In our 1 October 2015 bulletin1 we reported on the launch of the UK Enterprise Bill (the Bill), which contains proposals to amend the Insurance Act 2015 to create a new liability regime for late payment of claims. The Bill had its second reading in the House of Lords on 12 October 2015.

Lord Patten described the Bill as “a big legal pudding made up of all sorts of ingredients hauled off the shelf” but spoke in support of the claims payment provisions, exhorting the insurance industry to start observing the new principles before the Bill becomes law. However the Conservative peer Lord Flight highlighted concern in the Lloyd’s and wholesale insurance markets and the lack of consultation with the LMA or IUA. He observed that the Bill’s Impact Assessment was flawed, with “unrealistic underestimates of the damage for late-payment provisions, with continuing costs of investigating unmeritorious claims of just £375,000 per annum for the entire industry and increased litigation costs of £100,000 for five years for the entire industry.

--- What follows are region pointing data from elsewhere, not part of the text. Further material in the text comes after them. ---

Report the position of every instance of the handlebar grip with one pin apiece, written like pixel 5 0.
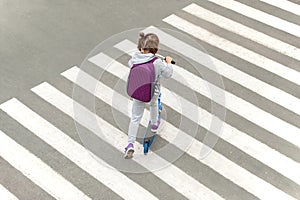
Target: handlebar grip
pixel 172 61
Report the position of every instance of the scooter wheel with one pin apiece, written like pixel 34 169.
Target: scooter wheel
pixel 146 147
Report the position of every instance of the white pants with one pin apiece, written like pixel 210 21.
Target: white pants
pixel 138 108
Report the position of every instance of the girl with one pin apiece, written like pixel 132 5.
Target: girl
pixel 148 47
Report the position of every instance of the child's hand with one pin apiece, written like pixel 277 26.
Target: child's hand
pixel 168 59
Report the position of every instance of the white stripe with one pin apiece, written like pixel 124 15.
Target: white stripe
pixel 243 108
pixel 100 170
pixel 286 5
pixel 254 148
pixel 244 31
pixel 5 194
pixel 260 16
pixel 170 174
pixel 248 55
pixel 216 161
pixel 37 171
pixel 268 91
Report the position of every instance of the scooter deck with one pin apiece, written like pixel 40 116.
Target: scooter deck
pixel 148 139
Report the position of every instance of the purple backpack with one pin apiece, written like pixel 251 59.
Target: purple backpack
pixel 141 81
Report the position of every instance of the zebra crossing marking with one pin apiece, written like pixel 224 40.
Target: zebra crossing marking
pixel 243 30
pixel 260 16
pixel 5 194
pixel 37 171
pixel 261 88
pixel 256 149
pixel 234 49
pixel 182 183
pixel 216 161
pixel 285 5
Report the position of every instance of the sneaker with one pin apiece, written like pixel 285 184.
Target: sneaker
pixel 129 151
pixel 155 127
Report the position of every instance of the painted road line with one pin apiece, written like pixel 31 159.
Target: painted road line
pixel 100 170
pixel 232 48
pixel 170 174
pixel 5 194
pixel 37 171
pixel 244 31
pixel 254 148
pixel 243 108
pixel 270 92
pixel 285 5
pixel 216 161
pixel 260 16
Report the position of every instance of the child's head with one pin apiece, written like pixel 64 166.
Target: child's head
pixel 148 42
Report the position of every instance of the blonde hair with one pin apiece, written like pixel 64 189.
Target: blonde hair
pixel 148 42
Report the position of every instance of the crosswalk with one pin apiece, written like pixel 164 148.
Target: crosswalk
pixel 253 150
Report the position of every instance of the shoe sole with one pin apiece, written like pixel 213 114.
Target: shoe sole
pixel 129 154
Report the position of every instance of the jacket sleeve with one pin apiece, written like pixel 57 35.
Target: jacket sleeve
pixel 164 70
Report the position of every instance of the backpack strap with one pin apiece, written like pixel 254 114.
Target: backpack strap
pixel 152 61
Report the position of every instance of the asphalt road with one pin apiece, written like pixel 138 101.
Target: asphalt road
pixel 257 152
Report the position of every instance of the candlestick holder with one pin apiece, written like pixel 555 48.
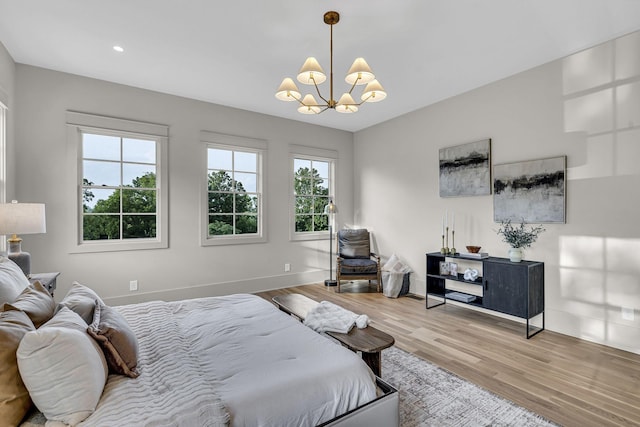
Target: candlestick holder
pixel 452 251
pixel 446 242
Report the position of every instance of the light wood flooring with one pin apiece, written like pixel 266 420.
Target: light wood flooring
pixel 567 380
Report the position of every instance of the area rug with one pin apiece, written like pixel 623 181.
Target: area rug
pixel 432 396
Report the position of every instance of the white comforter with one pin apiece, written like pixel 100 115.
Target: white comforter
pixel 233 360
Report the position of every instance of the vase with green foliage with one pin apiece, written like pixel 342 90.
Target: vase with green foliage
pixel 518 237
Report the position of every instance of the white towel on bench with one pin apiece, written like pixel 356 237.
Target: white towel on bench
pixel 329 317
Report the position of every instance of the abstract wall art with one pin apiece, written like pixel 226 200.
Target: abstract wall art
pixel 465 170
pixel 531 191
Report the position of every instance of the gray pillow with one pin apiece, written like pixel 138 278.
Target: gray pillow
pixel 36 301
pixel 12 280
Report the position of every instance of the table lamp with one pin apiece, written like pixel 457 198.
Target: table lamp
pixel 21 218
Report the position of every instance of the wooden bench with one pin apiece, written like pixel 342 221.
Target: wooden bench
pixel 369 341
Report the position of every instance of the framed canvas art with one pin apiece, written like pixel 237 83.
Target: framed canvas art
pixel 465 170
pixel 531 191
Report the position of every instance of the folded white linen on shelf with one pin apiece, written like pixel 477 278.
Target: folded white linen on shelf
pixel 393 276
pixel 329 317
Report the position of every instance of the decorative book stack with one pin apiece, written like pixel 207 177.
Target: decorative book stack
pixel 477 255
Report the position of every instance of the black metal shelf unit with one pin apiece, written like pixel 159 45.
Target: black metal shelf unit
pixel 516 289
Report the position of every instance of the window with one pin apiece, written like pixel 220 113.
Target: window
pixel 313 187
pixel 121 201
pixel 234 201
pixel 119 191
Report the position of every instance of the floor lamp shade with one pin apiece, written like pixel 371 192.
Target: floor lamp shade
pixel 21 218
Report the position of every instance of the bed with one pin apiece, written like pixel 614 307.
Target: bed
pixel 221 361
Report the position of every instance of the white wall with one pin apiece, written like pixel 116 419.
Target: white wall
pixel 587 107
pixel 185 269
pixel 7 89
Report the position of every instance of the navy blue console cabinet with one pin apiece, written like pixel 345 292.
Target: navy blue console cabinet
pixel 513 288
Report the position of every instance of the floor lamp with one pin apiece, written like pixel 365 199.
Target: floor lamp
pixel 330 210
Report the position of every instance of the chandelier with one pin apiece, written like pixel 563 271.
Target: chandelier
pixel 312 73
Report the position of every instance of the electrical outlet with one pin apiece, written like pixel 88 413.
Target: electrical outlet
pixel 627 313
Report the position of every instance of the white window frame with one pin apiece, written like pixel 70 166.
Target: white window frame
pixel 3 161
pixel 233 143
pixel 79 123
pixel 315 154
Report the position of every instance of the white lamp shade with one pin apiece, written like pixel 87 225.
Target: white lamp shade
pixel 373 92
pixel 309 105
pixel 22 218
pixel 288 91
pixel 311 72
pixel 359 73
pixel 346 104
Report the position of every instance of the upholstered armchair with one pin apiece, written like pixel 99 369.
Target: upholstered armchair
pixel 355 259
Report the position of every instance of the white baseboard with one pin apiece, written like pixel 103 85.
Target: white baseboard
pixel 222 288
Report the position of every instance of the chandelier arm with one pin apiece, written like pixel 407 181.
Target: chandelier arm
pixel 353 86
pixel 319 94
pixel 364 100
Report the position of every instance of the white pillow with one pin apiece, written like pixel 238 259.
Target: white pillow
pixel 12 280
pixel 63 368
pixel 82 300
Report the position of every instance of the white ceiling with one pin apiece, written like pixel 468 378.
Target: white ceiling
pixel 236 53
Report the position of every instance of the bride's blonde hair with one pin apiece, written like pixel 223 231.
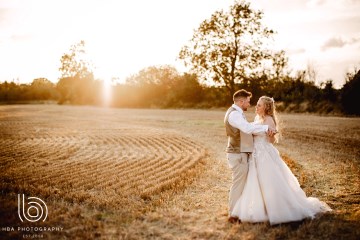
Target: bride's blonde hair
pixel 270 110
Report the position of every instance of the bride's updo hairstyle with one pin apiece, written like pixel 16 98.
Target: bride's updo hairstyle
pixel 270 110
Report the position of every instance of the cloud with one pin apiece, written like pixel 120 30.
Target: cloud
pixel 337 42
pixel 296 51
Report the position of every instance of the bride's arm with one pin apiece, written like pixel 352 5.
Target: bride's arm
pixel 270 122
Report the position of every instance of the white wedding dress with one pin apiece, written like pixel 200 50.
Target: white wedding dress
pixel 272 193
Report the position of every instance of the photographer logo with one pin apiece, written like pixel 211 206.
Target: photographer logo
pixel 32 210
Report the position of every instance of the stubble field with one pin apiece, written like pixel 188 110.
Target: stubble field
pixel 162 174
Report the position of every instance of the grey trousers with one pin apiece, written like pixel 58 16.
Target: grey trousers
pixel 238 164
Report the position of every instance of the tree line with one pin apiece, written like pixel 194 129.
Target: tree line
pixel 165 87
pixel 227 52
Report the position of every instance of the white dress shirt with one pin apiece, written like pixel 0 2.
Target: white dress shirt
pixel 237 120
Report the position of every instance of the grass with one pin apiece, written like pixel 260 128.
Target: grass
pixel 106 173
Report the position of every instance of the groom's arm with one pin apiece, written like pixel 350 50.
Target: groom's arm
pixel 237 121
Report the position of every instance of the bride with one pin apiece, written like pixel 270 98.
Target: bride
pixel 272 193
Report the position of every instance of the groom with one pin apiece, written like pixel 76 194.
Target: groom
pixel 240 144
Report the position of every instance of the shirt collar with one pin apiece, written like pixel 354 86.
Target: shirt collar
pixel 238 108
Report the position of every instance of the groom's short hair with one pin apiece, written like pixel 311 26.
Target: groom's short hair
pixel 242 93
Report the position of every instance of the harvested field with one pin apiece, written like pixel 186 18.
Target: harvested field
pixel 162 174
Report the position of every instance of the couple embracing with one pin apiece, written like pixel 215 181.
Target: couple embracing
pixel 263 187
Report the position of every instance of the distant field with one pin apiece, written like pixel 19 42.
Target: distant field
pixel 143 174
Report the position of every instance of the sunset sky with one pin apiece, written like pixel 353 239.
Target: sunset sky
pixel 123 37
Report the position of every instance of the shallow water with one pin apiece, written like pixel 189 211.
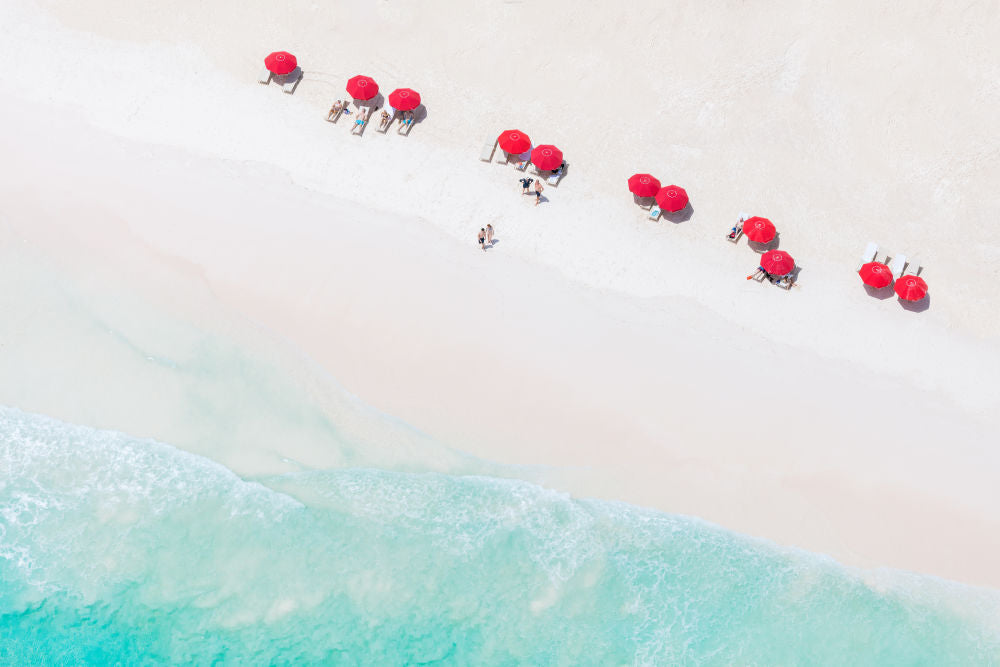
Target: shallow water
pixel 119 550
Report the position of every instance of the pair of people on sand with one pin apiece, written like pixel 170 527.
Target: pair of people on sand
pixel 526 183
pixel 485 237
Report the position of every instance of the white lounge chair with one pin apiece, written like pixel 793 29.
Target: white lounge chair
pixel 360 129
pixel 292 81
pixel 868 255
pixel 383 129
pixel 737 231
pixel 334 116
pixel 556 177
pixel 896 266
pixel 486 155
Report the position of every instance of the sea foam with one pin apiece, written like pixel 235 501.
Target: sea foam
pixel 119 550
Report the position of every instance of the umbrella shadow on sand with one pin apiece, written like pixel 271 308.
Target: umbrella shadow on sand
pixel 682 215
pixel 916 306
pixel 373 104
pixel 880 293
pixel 761 248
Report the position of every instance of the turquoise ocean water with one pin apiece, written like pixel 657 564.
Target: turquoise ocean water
pixel 115 550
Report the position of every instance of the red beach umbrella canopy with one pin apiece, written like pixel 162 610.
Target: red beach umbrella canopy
pixel 362 87
pixel 404 99
pixel 777 262
pixel 280 62
pixel 911 288
pixel 672 198
pixel 546 157
pixel 875 274
pixel 760 230
pixel 643 185
pixel 514 141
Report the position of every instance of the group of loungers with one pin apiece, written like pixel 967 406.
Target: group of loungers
pixel 521 162
pixel 364 115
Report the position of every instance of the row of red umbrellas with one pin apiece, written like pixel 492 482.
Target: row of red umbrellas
pixel 544 157
pixel 878 275
pixel 359 87
pixel 671 198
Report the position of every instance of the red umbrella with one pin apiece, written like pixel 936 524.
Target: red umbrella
pixel 777 262
pixel 911 288
pixel 643 185
pixel 875 274
pixel 280 62
pixel 514 141
pixel 546 157
pixel 404 99
pixel 760 230
pixel 672 198
pixel 362 87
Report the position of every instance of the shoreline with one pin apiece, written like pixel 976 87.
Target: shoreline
pixel 583 380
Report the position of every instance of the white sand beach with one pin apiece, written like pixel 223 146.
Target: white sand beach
pixel 608 354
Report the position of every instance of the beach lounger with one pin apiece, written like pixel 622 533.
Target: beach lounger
pixel 868 255
pixel 334 117
pixel 360 129
pixel 292 81
pixel 896 266
pixel 555 178
pixel 486 155
pixel 388 124
pixel 732 236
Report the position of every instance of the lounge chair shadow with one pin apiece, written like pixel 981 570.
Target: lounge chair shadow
pixel 682 215
pixel 880 293
pixel 761 248
pixel 916 306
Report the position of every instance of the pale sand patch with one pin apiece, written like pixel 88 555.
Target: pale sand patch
pixel 838 125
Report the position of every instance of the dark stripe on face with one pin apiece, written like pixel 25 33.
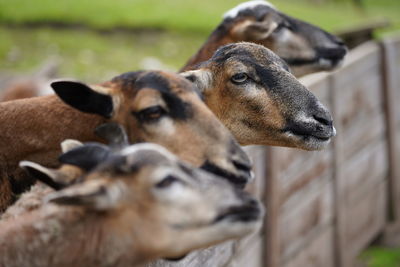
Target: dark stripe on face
pixel 154 81
pixel 177 108
pixel 227 52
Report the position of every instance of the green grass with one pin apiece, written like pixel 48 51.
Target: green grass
pixel 183 15
pixel 91 56
pixel 382 257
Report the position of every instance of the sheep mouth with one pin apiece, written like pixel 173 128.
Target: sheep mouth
pixel 238 180
pixel 245 213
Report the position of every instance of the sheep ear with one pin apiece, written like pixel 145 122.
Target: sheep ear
pixel 250 30
pixel 50 177
pixel 87 156
pixel 69 144
pixel 97 194
pixel 84 98
pixel 114 134
pixel 202 78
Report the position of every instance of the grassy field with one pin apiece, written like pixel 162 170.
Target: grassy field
pixel 382 257
pixel 88 55
pixel 183 15
pixel 94 57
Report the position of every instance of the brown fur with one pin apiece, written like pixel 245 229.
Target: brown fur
pixel 112 221
pixel 20 91
pixel 34 128
pixel 295 41
pixel 265 107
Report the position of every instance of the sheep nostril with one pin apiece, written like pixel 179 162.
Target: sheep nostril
pixel 241 166
pixel 323 120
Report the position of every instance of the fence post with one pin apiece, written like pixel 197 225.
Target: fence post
pixel 272 245
pixel 339 218
pixel 391 84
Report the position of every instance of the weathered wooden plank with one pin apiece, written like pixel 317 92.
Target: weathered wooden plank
pixel 310 210
pixel 338 159
pixel 391 67
pixel 272 241
pixel 365 219
pixel 357 63
pixel 257 155
pixel 306 174
pixel 366 129
pixel 318 84
pixel 369 166
pixel 318 253
pixel 292 162
pixel 247 252
pixel 362 95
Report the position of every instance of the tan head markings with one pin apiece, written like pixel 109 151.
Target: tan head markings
pixel 166 109
pixel 305 47
pixel 252 92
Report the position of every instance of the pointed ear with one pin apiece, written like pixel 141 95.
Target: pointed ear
pixel 98 194
pixel 53 178
pixel 250 30
pixel 69 144
pixel 84 98
pixel 114 133
pixel 202 78
pixel 87 156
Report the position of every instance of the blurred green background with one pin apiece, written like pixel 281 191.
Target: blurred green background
pixel 97 39
pixel 94 40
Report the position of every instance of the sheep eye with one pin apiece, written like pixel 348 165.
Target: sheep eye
pixel 239 78
pixel 150 114
pixel 280 27
pixel 167 181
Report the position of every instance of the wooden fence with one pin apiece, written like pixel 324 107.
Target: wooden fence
pixel 325 207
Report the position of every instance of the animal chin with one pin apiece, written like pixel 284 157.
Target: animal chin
pixel 308 141
pixel 239 180
pixel 247 213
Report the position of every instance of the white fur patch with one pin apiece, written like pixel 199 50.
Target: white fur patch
pixel 246 5
pixel 137 148
pixel 203 80
pixel 45 89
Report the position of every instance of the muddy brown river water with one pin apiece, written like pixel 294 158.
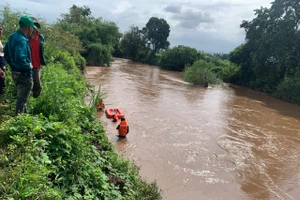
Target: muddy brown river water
pixel 225 142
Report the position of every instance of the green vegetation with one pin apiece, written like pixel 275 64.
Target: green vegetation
pixel 178 57
pixel 98 37
pixel 269 59
pixel 59 150
pixel 143 45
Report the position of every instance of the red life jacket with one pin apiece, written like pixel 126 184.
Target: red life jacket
pixel 115 118
pixel 123 128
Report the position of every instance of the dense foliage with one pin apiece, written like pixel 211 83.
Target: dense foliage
pixel 59 150
pixel 143 45
pixel 178 57
pixel 269 59
pixel 99 38
pixel 156 33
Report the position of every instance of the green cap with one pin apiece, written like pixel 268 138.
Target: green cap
pixel 26 21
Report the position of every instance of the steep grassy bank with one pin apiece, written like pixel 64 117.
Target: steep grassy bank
pixel 59 150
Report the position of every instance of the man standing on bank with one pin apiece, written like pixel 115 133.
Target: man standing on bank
pixel 36 41
pixel 17 55
pixel 2 66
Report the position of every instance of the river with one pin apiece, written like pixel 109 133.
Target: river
pixel 225 142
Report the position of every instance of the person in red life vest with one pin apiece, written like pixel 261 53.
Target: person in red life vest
pixel 36 41
pixel 100 105
pixel 2 66
pixel 115 118
pixel 123 128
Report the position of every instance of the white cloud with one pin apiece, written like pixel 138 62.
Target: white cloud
pixel 211 26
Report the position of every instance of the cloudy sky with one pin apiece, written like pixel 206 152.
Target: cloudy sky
pixel 211 26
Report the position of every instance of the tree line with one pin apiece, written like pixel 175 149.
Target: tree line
pixel 266 61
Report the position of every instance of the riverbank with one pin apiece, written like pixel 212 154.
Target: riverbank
pixel 224 142
pixel 59 150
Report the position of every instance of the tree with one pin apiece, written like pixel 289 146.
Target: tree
pixel 178 57
pixel 76 14
pixel 272 47
pixel 98 37
pixel 156 34
pixel 133 44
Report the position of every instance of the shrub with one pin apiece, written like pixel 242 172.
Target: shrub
pixel 289 89
pixel 178 57
pixel 98 54
pixel 200 73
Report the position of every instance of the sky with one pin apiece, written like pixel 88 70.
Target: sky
pixel 210 26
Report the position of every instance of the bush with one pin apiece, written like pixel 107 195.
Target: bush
pixel 178 57
pixel 289 89
pixel 200 73
pixel 98 54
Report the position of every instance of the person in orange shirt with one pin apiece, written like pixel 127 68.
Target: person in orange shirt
pixel 123 128
pixel 2 66
pixel 115 118
pixel 36 41
pixel 100 105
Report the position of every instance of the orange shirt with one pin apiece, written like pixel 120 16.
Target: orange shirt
pixel 35 51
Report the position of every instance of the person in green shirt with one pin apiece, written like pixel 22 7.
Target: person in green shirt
pixel 17 55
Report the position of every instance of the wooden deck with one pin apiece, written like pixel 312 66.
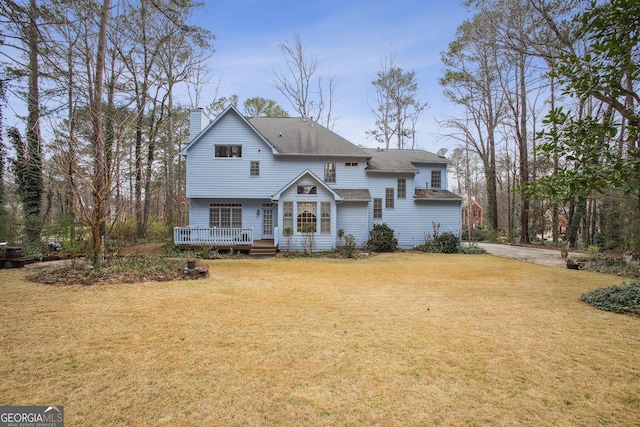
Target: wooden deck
pixel 259 248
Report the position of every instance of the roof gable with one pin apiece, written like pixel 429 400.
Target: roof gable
pixel 302 136
pixel 400 161
pixel 306 172
pixel 230 110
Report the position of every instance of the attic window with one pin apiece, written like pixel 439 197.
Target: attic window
pixel 234 151
pixel 307 189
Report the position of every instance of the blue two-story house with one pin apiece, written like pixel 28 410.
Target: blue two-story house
pixel 248 180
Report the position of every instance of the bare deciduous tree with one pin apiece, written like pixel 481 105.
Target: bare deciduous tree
pixel 299 82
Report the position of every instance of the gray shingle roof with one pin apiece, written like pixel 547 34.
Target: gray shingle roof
pixel 400 160
pixel 354 195
pixel 298 136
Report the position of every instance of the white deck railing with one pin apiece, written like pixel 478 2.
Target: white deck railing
pixel 213 236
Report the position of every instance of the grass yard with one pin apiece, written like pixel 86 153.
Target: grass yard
pixel 396 339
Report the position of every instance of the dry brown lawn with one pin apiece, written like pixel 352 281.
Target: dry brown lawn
pixel 398 339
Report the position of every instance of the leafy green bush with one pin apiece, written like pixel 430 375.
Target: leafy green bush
pixel 473 249
pixel 445 243
pixel 619 299
pixel 349 248
pixel 157 230
pixel 382 238
pixel 124 231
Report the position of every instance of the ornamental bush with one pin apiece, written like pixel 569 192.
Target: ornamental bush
pixel 619 299
pixel 445 243
pixel 382 239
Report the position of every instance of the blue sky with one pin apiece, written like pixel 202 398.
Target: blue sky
pixel 349 38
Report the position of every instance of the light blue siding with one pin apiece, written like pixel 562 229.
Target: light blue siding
pixel 353 218
pixel 228 180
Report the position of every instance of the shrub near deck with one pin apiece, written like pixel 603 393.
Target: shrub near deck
pixel 395 339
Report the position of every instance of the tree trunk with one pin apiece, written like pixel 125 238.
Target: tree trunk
pixel 99 181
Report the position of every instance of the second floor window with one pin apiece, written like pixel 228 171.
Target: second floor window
pixel 330 172
pixel 377 208
pixel 225 215
pixel 229 151
pixel 389 201
pixel 255 169
pixel 436 179
pixel 287 215
pixel 402 188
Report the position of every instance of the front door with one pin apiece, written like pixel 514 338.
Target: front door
pixel 267 222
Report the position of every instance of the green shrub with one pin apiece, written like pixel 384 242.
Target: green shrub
pixel 382 238
pixel 619 299
pixel 473 249
pixel 349 248
pixel 157 231
pixel 124 231
pixel 445 243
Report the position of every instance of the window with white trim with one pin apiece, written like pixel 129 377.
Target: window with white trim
pixel 325 217
pixel 402 188
pixel 287 215
pixel 254 169
pixel 377 208
pixel 225 215
pixel 229 151
pixel 436 179
pixel 306 215
pixel 330 172
pixel 389 199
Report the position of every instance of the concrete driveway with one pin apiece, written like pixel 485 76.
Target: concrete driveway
pixel 542 256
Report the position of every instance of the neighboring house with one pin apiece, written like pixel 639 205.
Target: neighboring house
pixel 248 180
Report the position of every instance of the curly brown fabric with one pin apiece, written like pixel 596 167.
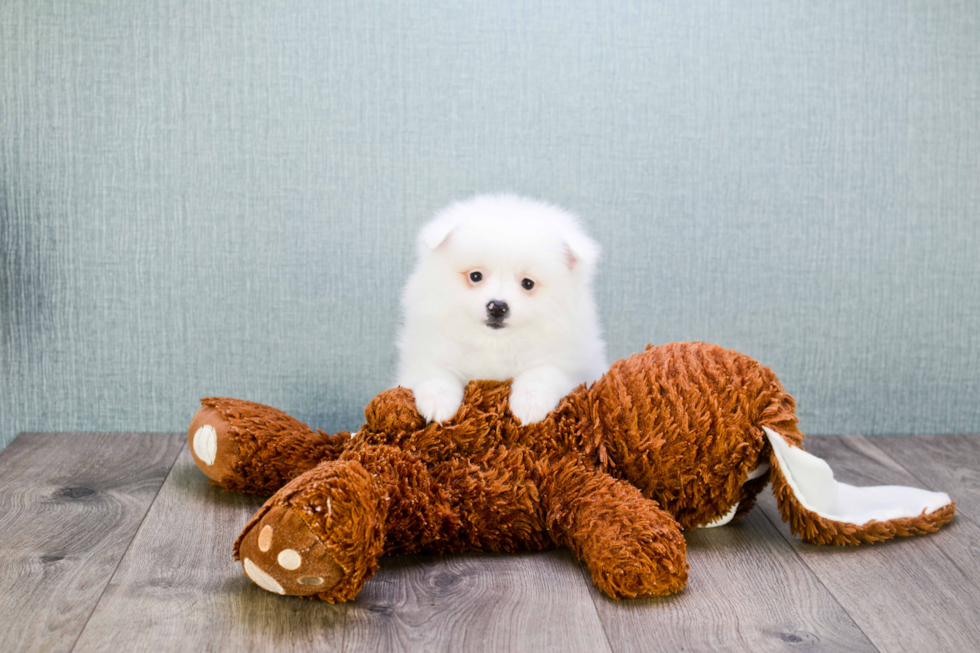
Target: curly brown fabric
pixel 665 441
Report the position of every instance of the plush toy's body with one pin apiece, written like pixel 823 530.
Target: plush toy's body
pixel 676 437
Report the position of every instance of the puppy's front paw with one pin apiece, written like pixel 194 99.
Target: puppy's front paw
pixel 531 404
pixel 438 399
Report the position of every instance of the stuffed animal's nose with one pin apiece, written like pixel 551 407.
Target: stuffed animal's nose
pixel 496 309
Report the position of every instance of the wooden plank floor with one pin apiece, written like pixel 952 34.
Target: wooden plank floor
pixel 117 542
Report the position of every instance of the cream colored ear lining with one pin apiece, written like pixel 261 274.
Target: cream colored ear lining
pixel 816 489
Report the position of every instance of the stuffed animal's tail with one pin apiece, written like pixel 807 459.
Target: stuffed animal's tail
pixel 824 511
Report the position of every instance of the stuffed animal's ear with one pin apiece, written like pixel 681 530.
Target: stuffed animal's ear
pixel 581 252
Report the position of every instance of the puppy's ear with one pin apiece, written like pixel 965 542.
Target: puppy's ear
pixel 581 252
pixel 437 232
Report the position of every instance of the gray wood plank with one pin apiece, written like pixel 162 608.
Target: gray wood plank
pixel 70 505
pixel 950 463
pixel 476 602
pixel 178 587
pixel 747 591
pixel 907 594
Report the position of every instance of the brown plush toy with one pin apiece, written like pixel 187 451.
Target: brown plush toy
pixel 676 437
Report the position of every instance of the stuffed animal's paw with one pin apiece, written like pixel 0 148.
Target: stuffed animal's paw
pixel 532 402
pixel 438 399
pixel 281 554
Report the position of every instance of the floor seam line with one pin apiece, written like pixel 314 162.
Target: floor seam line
pixel 149 506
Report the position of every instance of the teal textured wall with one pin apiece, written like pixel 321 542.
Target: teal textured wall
pixel 220 197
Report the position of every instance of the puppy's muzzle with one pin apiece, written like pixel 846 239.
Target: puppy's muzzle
pixel 496 314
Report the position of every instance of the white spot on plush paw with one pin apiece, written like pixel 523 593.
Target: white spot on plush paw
pixel 261 578
pixel 265 538
pixel 289 559
pixel 530 404
pixel 206 444
pixel 438 399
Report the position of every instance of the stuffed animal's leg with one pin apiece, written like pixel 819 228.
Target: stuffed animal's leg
pixel 323 532
pixel 249 447
pixel 632 547
pixel 825 511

These sums could be absorbed by just one major speculative claim.”

He then called for the Government to come forward with their own amendments to disapply the provisions in respect of large insurance risks, where statutory protection was not appropriate or necessary for international business and commercial risks written in London.

The Labour peer Lord Stevenson indicated that he broadly supported the proposals but that there was still “a long way to go” to refine them and said that he looked forward to picking them up again in committee. The committee stage, a line-by-line examination of the Bill, will begin on 26 October 2015. The full transcript of the 12 October 2015 debate is available in Hansard2.